Throughout Philadelphia, crumbling factories recall a faded past. But in the wooden beams that once held them up—century-old timber taken from vanished virgin forests—Steve Ebner sees beauty, opportunity and a chance at renewal. “You can’t get better than this,” he says, gesturing toward the massive stacks of reclaimed wood that make up the stock of his business, Manayunk Timber, Inc. For 25 years, Ebner has been refashioning those beams into boards for use in new construction—a career that has quietly extended the memory of our city’s departed industry. “I just love cuttin’ them, man,” says Ebner of the 19th-century girders.

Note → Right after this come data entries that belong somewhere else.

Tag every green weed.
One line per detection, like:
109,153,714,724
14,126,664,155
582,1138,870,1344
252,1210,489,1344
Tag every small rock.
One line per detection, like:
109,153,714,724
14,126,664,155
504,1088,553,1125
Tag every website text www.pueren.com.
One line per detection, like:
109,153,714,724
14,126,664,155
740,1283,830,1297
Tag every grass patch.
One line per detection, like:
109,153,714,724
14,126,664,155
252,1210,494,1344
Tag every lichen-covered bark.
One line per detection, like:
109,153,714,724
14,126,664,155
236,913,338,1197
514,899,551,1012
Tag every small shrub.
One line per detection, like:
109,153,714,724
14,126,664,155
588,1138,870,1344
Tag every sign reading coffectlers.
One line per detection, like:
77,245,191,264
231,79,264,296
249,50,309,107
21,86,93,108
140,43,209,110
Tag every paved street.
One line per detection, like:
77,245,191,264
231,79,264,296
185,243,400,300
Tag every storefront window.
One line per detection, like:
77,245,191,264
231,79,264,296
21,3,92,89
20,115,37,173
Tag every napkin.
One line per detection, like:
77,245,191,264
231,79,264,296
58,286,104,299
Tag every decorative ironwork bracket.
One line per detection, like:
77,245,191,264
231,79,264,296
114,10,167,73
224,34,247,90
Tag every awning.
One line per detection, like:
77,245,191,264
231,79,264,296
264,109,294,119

Ebullient in a Stetson, checked shirt, blue jeans and boots, the 57-year-old Northeast Philly native exudes a deep devotion to his work. “I can go back in time, just for a second,” he says of sawing through each beam.

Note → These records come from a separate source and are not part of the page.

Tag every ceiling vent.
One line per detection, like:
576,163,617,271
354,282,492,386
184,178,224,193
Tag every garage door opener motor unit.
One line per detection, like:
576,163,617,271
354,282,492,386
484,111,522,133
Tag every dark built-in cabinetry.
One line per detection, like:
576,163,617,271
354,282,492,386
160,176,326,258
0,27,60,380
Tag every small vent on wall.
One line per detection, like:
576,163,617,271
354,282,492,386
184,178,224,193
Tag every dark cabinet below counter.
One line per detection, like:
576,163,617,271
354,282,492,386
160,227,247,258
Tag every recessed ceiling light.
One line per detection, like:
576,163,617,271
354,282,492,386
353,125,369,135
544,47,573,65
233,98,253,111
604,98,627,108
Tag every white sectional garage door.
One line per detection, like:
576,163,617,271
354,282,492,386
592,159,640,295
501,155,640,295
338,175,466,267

And on his lot, tucked away in a gravelly corner of Manayunk, there is plenty of history: Current inventory includes logs from a paper mill along Frankford Creek, as well as supports from an evaporator plant at 17th and Clearfield and a canvas factory at 4th and Brown. Prior to the buildings’ demolition, Ebner bids on their steel-strong wood—a process he describes as “competitive.” If he wins, the beams are trucked here, where they’re methodically stacked with a forklift. Then it’s usually only a matter of “days or weeks” until orders come from builders and contractors, hoping to use his freshly hewn antique planks in everything from cabinets to counters to flooring.
Ebner got his start in 1981 as a carpenter, and his mentor, Ben Brown, passed along an enthusiasm for wood that the years have done little to diminish. “A light bulb [went] off,” he says of the moment when occupation merged with passion. “I got addicted to wood, and that was it.” Ebner supplements his habit by turning windblown trees into boards and mulch—every scrap reused—and crafting furniture from cypress, cedar and redwood, gleaned from the long-gone Schmidt’s brewery.
But whatever the product, the materials and the process are what drive him. “Wood is more beautiful when you think about it,” he says. “It’s the greatest renewable resource.” Holding out three fingers, he ticks off a quick list of precious items: “Wood, diamonds, gold—I don’t know… it could go one, two, three.”